Car les conséquences sont lourdes à porter pour les lève-tard forcés de se plier à des conventions d'une inadéquation flagrante pour eux. "Si votre schéma de sommeil est en décalage avec votre rythme interne, cela aura un impact beaucoup plus fort sur votre état général que le nombre d'heures que vous dormez par nuit", explique Owens à The Atlantic. Contrairement à ce que l'on entend couramment, il ne suffit pas de se coucher à 22 h et de dormir 8 h par nuit pour être en forme.

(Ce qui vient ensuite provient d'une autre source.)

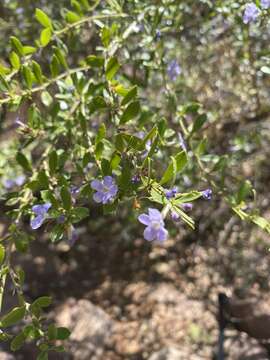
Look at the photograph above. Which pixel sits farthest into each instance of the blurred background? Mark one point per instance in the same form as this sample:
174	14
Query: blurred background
122	297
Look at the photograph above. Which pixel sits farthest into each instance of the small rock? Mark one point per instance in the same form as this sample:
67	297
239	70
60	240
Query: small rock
91	328
169	353
6	356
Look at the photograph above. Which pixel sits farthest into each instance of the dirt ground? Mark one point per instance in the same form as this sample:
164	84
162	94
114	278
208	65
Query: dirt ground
153	297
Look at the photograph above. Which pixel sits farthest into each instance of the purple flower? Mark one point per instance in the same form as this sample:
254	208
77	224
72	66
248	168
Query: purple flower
207	194
158	34
173	70
88	167
175	216
136	179
171	193
61	219
182	141
10	183
106	190
73	235
41	213
20	180
187	206
155	229
251	13
265	4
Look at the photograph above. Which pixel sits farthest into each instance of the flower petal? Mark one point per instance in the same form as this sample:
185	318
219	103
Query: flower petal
113	190
162	234
98	197
149	234
97	185
37	222
155	214
19	180
144	219
108	181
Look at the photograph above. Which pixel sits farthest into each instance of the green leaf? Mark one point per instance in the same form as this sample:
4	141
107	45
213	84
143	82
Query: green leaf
43	301
15	60
97	103
63	333
84	3
37	71
100	134
66	198
112	68
46	98
114	5
14	316
23	161
17	45
2	254
176	166
79	214
29	50
48	196
53	161
52	332
17	342
28	76
61	57
43	18
265	70
261	222
200	120
57	233
132	110
72	17
187	197
45	37
95	61
105	36
55	66
130	95
43	356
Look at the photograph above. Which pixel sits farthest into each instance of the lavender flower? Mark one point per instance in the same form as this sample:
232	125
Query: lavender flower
10	183
61	219
182	141
20	180
158	34
251	13
106	190
136	179
155	229
73	235
41	213
173	70
187	206
265	4
171	193
175	216
207	194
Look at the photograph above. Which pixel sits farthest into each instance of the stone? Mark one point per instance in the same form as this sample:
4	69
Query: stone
6	356
91	328
169	353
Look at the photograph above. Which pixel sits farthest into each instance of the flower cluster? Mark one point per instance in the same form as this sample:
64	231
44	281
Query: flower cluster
106	190
171	193
155	227
252	12
41	214
173	70
10	183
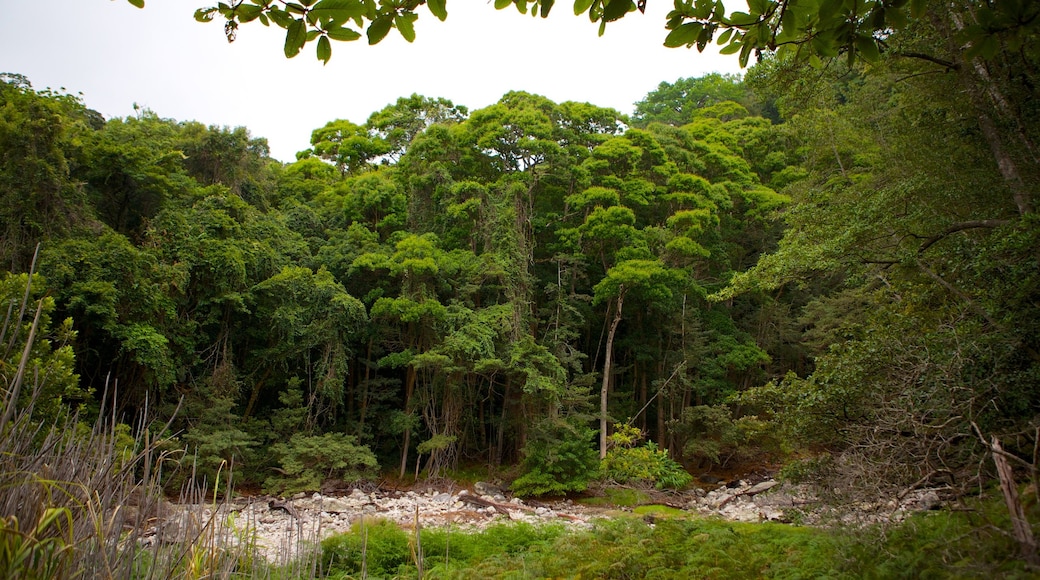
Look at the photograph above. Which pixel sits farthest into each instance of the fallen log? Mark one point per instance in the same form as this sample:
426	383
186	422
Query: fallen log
502	508
284	506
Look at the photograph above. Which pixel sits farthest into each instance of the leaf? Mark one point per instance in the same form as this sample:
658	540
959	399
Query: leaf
731	48
615	9
325	50
205	15
379	28
683	35
343	33
281	18
867	49
336	12
295	37
439	8
249	12
406	24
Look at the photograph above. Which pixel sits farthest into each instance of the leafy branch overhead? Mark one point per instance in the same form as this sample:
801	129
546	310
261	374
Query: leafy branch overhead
812	30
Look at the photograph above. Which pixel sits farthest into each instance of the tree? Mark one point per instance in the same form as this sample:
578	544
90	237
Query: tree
676	103
812	31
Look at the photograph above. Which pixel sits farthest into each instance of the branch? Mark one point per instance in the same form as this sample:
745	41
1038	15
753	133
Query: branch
960	227
933	59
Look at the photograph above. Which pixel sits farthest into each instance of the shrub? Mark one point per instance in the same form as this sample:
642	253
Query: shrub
307	460
559	459
381	547
627	464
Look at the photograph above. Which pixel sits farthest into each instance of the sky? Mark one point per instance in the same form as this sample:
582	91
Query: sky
161	59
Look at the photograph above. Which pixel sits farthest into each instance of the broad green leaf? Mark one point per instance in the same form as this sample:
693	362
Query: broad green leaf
248	12
741	19
615	9
867	49
379	28
281	18
745	54
439	8
759	6
343	33
731	48
335	12
683	35
295	37
325	49
205	15
406	24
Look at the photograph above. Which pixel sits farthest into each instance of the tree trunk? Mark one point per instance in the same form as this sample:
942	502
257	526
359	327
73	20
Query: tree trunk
1020	526
409	389
606	372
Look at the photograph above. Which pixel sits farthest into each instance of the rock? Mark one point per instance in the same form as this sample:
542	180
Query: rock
930	501
764	485
335	504
485	489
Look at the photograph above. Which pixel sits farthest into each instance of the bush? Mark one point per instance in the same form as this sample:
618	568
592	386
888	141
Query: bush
559	458
380	546
307	460
711	436
627	464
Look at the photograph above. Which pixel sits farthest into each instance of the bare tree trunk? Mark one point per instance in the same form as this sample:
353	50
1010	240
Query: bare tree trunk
606	372
1020	526
409	389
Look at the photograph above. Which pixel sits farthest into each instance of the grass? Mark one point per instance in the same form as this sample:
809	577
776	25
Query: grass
81	501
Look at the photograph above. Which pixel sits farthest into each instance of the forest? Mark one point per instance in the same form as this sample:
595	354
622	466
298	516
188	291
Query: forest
830	266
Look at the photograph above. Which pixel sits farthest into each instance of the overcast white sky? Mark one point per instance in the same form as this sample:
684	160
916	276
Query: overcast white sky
162	59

Owens a publié à ce sujet une étude dans le journal médical Pediatrics, qui démontre que même s'ils dorment exactement le même nombre d'heures, les lève-tôt et les noctambules présenteront des différences comportementales, émotionnelles et cognitives majeures.
Ces derniers seront beaucoup plus fatigués : lorsqu'on les contraint à suivre un rythme social qui ne leur convient pas, ils perdent tout sens de l'auto-régulation du sommeil. Cela signifie qu'ils n'arrivent plus à contrôler leur sommeil : ils multiplient les insomnies, n'entendent pas leurs réveils, ne se réveillent pas à temps... Et cela entraîne une cascade de problèmes : ils se sentent mous, fatigués et démotivés en permanence, accumulent les retards, les absences, les rendez-vous loupés, la somnolence diurne.. Bloqués dans ce cercle vicieux, ils sont fustigés par l'opinion publique, qui les méprise et les flagelle pour leurs problèmes de sommeil, leur manque de motivation, leur peu de fiabilité... Comme le souligne le NCBI , il est alors fréquent chez ce type de personnes d'observer une grande perte de confiance en eux et en leurs capacités... ce qui les pousse à se noyer encore davantage dans les nuits blanches. Insomniaques, noctambules et couche-tard de tous les horizons, il est donc temps de vous indigner : vous vivez dans un monde qui vous ignore.